Damn, I thought. I hoped like hell she didn’t feel sorry for me. I wanted to savor my resentment. Across the room the cat began hacking and then puked on some papers I’d laid down when the phone rang. “Goddamit,” I growled through crooked teeth.

“Is this not a good time?” Glea asked. “Should I not have called?”

“No. It’s fine,” I told her, “my cat. How have you been?”

“I’m well,” she said. Glea , always proper, never said "I'm fine," or "I'm good."

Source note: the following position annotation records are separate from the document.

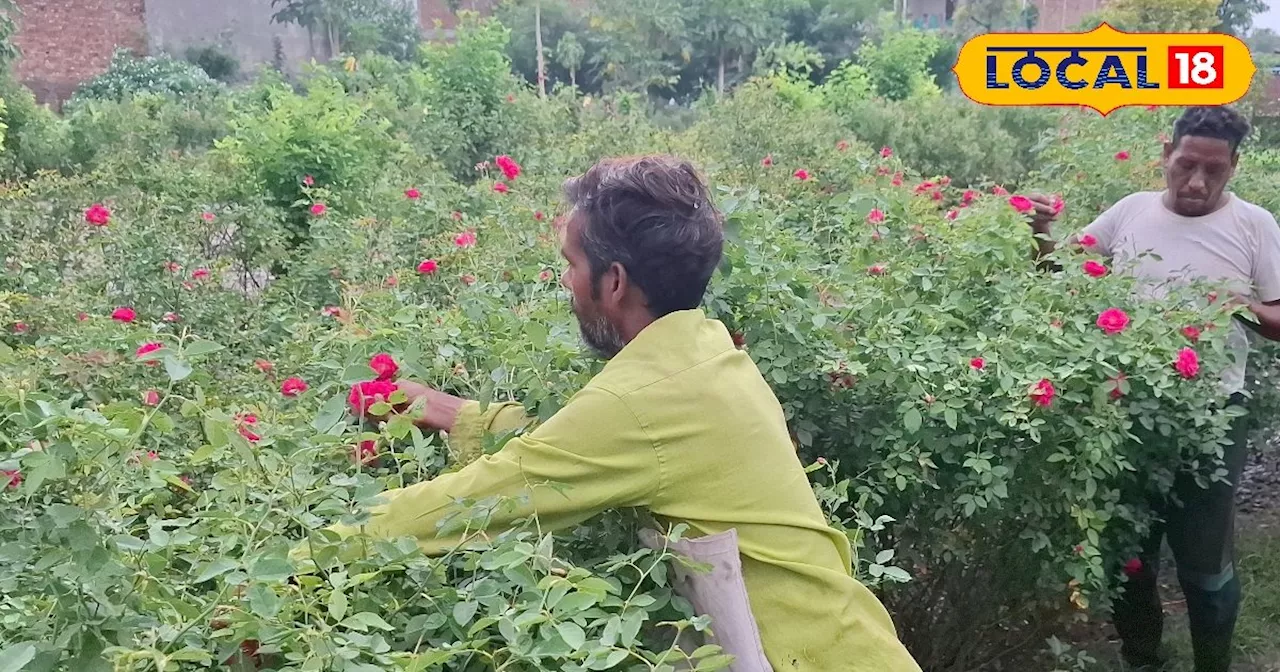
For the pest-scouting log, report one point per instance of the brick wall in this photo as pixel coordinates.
(64, 42)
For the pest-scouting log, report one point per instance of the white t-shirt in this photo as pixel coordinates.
(1237, 245)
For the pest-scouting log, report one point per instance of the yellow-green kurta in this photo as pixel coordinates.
(684, 425)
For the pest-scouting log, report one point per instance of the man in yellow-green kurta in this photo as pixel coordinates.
(679, 423)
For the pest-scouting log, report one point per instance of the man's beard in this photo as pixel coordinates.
(598, 334)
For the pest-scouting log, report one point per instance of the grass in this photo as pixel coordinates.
(1257, 632)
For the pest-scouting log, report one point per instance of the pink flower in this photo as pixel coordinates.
(508, 167)
(97, 215)
(292, 387)
(1022, 204)
(1042, 393)
(384, 365)
(1188, 362)
(365, 452)
(1112, 320)
(146, 348)
(368, 393)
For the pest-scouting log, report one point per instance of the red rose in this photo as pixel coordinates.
(97, 215)
(1112, 320)
(1022, 204)
(1188, 362)
(384, 365)
(292, 387)
(368, 393)
(508, 167)
(146, 348)
(1042, 393)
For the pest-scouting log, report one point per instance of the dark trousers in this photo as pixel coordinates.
(1200, 525)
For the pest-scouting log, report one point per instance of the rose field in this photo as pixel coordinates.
(192, 287)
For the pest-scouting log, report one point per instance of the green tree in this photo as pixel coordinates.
(1235, 17)
(570, 54)
(730, 28)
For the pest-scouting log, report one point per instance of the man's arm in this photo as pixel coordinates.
(589, 457)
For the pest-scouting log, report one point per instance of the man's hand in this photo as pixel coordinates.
(1046, 211)
(434, 410)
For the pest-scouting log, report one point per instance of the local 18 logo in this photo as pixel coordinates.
(1104, 69)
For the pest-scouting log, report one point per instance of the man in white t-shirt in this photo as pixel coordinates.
(1193, 229)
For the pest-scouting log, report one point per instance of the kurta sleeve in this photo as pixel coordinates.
(590, 456)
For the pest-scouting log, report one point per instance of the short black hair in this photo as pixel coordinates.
(654, 215)
(1212, 122)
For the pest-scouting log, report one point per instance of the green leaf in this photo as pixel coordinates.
(177, 369)
(14, 658)
(216, 567)
(572, 634)
(912, 420)
(464, 612)
(201, 347)
(337, 604)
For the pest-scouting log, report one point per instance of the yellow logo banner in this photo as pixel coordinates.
(1104, 69)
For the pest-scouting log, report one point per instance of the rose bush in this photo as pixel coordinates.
(983, 435)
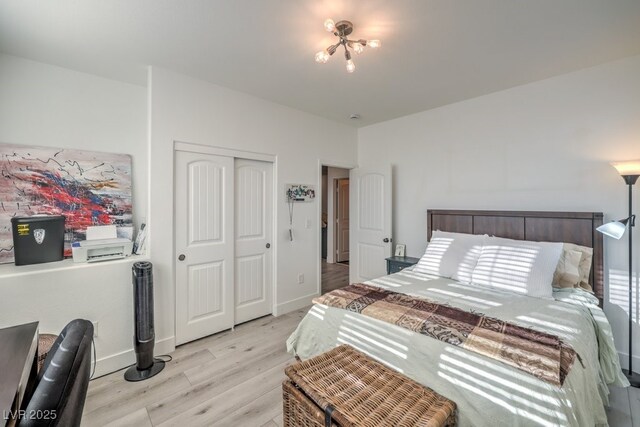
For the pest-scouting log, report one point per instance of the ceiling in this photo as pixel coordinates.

“I’m also well,” I responded flatly. “To what do I owe the honor, Glea?”

She hesitated, only momentarily, and then explained why she called. She knew I’d been in a rut since the accident. She thought she had something I might be interested in trying. “You’re not drinking?” she asked at one point.

“No, I’m not drinking,” I said. I was lying. I’d turned into a morning drinker. Mostly wine when I stayed home. Beer if I walked down to play the juke box at the Top Hat where Milna poured drafts and flaunted her huge rack behind the bar. On days when I’d stop caring altogether, often after not sleeping, I’d drive instead of walk. The accident seemed, at those times, remote. Maybe I was remote. The walls of my apartment looked pale to me. “Why do you ask, Glea?”

“I have a contact at Iowa,” she said. “Do you think you’d consider putting together a workshop for them? They’re interested in having you. I can put you in touch.”

In touch was something I hadn’t been in a while. I touched my face. “Teach what to who?” I asked.

“We can work all that out,” she said straight forwardly, as if she had all of it already planned. “You’re a name. Published. And they’re paying.”

The offer was a far cry from television interviews and book signings. I looked across the room and squinted at the stack of bills on the desk. “I could use a change,” I told her. “Iowa. How much and what do I need to do?”

“Let me make some calls,” she said, and we ended it there.

I scribbled her name on one of the refrigerator lists, then grabbed my keys. It was Friday. Milna typically wore a skirt on Fridays. She’d be working till noon.